Right now Christians make up only 3.9% of the population of Taiwan--and of them, two-thirds are Protestants.
https://en.wikipedia.org/wiki/Religion_in_Taiwan#Christianity I don't see why the percent of Catholics would be
that much higher on the mainland. Yes, Catholics are about 11 percent of the population in South Korea, but there are distinctive historical reason for this which I am not sure would apply to China.
https://www.aljazeera.com/indepth/o...icism-important-korea-201481717037383818.html
That's part of it in Korea, but for Christianity in general, it goes deeper. Christians, especially American Protestants, almost entirely sided with Korean independence activists during the March 1st Movement (whose 100th anniversary was this month), one of the most important events in the history of Korean national identity. When the Japanese crushed the activists, American missionaries basically disseminated the Korean movement to the rest of the world, in particular America. So mainstream American (like the kind of person who would staff the State Department) opinion was fairly negative towards Japanese imperialism already back in 1919, and thus Korean nationalists have always had a sweet spot for Christians. US enmity towards Japan in 1940/1941 didn't come out of nowhere - it had been building for decades.

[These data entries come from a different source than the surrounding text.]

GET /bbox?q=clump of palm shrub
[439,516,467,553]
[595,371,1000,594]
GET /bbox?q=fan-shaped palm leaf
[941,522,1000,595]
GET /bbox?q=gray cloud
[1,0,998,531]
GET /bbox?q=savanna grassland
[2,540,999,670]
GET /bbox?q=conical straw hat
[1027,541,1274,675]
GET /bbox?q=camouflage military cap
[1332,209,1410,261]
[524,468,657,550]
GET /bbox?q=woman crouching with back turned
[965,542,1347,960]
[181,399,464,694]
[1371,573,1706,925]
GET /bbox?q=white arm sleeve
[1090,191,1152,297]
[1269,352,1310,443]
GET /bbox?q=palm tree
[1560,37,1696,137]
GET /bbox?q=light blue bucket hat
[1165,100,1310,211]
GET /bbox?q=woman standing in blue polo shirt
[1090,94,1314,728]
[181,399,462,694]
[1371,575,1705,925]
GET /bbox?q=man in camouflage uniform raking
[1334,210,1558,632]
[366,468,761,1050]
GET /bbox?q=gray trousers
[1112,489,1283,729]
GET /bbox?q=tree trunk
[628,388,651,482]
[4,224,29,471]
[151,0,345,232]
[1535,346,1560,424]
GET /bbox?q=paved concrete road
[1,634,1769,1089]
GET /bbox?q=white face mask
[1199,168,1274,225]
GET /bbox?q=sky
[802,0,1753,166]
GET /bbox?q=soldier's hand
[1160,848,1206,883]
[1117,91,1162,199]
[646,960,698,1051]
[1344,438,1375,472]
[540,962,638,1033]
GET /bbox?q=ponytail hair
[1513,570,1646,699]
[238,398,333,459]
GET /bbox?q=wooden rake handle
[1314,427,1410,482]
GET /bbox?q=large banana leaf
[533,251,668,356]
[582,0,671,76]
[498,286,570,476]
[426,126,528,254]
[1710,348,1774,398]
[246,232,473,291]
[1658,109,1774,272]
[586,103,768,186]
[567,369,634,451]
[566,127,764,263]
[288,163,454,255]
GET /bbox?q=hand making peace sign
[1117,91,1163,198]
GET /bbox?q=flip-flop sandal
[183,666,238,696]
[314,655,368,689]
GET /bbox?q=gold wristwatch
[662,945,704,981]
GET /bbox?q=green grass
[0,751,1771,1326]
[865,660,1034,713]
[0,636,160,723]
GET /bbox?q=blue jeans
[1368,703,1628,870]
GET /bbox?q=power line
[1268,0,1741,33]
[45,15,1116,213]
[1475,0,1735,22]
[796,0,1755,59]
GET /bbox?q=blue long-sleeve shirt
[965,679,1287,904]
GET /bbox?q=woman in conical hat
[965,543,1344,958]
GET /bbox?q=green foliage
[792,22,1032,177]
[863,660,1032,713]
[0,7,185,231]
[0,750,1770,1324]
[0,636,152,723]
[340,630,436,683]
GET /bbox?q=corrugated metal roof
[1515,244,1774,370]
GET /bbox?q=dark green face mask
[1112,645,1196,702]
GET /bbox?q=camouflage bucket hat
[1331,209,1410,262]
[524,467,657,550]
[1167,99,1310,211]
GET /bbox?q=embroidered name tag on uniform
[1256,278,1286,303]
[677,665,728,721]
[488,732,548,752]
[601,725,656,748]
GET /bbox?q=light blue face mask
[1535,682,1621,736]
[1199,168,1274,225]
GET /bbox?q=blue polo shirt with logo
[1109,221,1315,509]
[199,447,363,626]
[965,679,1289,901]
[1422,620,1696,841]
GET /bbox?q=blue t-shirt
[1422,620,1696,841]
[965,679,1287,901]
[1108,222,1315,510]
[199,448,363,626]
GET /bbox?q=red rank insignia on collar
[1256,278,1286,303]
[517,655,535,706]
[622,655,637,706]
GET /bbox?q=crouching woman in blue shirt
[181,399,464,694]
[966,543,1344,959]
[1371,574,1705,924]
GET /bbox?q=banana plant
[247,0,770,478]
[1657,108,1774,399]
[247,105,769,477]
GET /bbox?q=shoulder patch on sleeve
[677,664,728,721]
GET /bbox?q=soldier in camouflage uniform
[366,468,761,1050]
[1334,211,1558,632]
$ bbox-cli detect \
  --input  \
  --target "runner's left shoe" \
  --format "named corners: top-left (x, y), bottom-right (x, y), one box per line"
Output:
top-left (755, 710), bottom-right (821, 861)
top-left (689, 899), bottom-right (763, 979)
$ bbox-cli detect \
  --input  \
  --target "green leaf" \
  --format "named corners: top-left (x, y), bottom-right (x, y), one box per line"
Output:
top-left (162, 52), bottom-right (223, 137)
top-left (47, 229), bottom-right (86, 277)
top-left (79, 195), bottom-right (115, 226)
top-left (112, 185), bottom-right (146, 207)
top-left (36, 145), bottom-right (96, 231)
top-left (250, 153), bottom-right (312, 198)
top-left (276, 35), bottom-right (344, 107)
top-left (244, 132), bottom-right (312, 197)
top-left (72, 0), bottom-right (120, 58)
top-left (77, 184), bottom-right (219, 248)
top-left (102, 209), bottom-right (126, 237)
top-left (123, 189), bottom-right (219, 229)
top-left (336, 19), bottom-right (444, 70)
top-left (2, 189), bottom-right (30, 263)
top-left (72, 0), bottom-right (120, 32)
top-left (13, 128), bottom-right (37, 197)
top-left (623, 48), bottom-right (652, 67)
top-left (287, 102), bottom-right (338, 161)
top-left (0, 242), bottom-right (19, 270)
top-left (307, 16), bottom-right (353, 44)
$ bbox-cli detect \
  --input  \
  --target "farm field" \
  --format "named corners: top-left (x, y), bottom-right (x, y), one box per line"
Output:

https://providencemag.com/2016/07/christianity-korean-independence-movement-1895-1945/
Edit: On that note, a common alternate history trope is that a Republican (Alf Landon?) USA would have been isolationist and avoided World War II, but with WASP America deeply hostile to Japanese imperialism and sympathetic to China/Korea, they might have not helped out the UK/USSR as much against Germany, but they'd still have kept the pressure on Japan, which probably leads to America entering the war anyways.